Visual Algorithms • UX/UI Case Study

Depth-First Search (DFS)

Learn DFS as a clear, step-by-step exploration, then understand how DFS reveals non-tree edges and graph structure.

DFS is one of the most important graph algorithms because it is the foundation for many higher-level ideas: detecting cycles, building topological order, identifying strongly connected components, and classifying edges.

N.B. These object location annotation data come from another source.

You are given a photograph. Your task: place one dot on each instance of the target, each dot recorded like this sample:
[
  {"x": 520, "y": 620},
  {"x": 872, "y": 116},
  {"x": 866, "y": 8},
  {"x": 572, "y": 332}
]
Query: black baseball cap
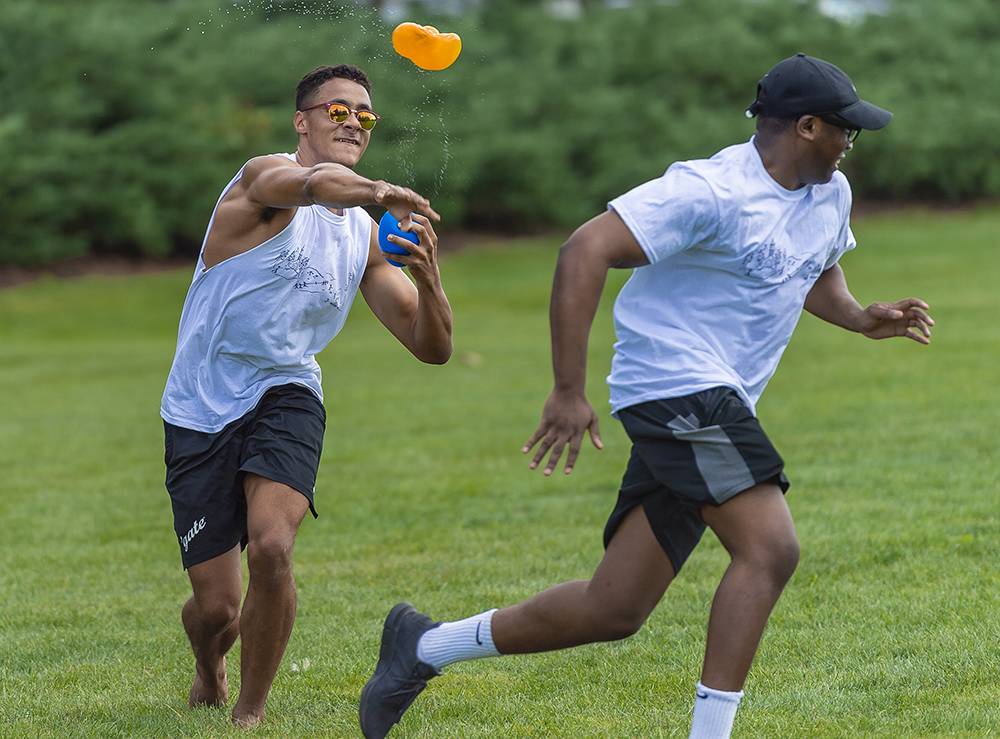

This page includes two demos: first, a guided DFS traversal; second, a “Non-tree Edge Analysis” demo showing how DFS produces edge types that explain graph relationships.

Watch Demo

Quick Facts

Core Idea

Go as deep as possible, then backtrack (stack/recursion behavior).

What learners practice

Visited order, backtracking moments, and edge interpretation.

Why it matters

Foundation for cycle detection, topological sort, SCC, and more.

My role

UX/UI teaching flow + animation design for clear graph reasoning.

What the Demos Emphasize

Traversal state: which node is active, which nodes are discovered, and when backtracking happens.
Tree vs non-tree edges: edges chosen by DFS become the DFS tree; other edges reveal structure.
Readable reasoning: each step is paired with a short explanation (“why this edge next?”).

Demo 1 — DFS Traversal

What to watch for

Notice how DFS commits to one path “deep” until no unvisited neighbor remains, then backtracks to the most recent branching point. This behavior is what makes DFS powerful for discovering structure in graphs.

DFS Rules (Beginner-Friendly)

Start at a node and mark it visited.
Choose an unvisited neighbor and move to it.
Repeat until the current node has no unvisited neighbors.
Backtrack to the previous node (stack/recursion) and continue exploring.
Stop when all reachable nodes are visited (or restart from another node if needed).

Demo 2 — Non-tree Edge Analysis

What this explains

DFS creates a DFS tree from the edges it uses to discover new nodes. All other edges are non-tree edges. Classifying them helps explain cycles, ancestry, and directionality.

Non-tree Edges: The Rules

Tree Edge

An edge that discovers a new node. These edges form the DFS tree.

Back Edge

An edge from a node to one of its ancestors in the DFS tree. This is the classic signal of a cycle in directed graphs.

Forward Edge (Directed Graphs)

An edge from a node to a descendant in the DFS tree that is not a tree edge.

Cross Edge (Directed Graphs)

An edge between nodes that are not in an ancestor/descendant relationship (often between different branches).

Note: In undirected graphs, non-tree edges typically appear as back edges (because every undirected edge is seen from both directions).

Outcome

After these two demos, learners can follow DFS traversal with confidence and explain what non-tree edges mean. This prepares them for advanced topics like cycle detection, topological sorting, and strongly connected components.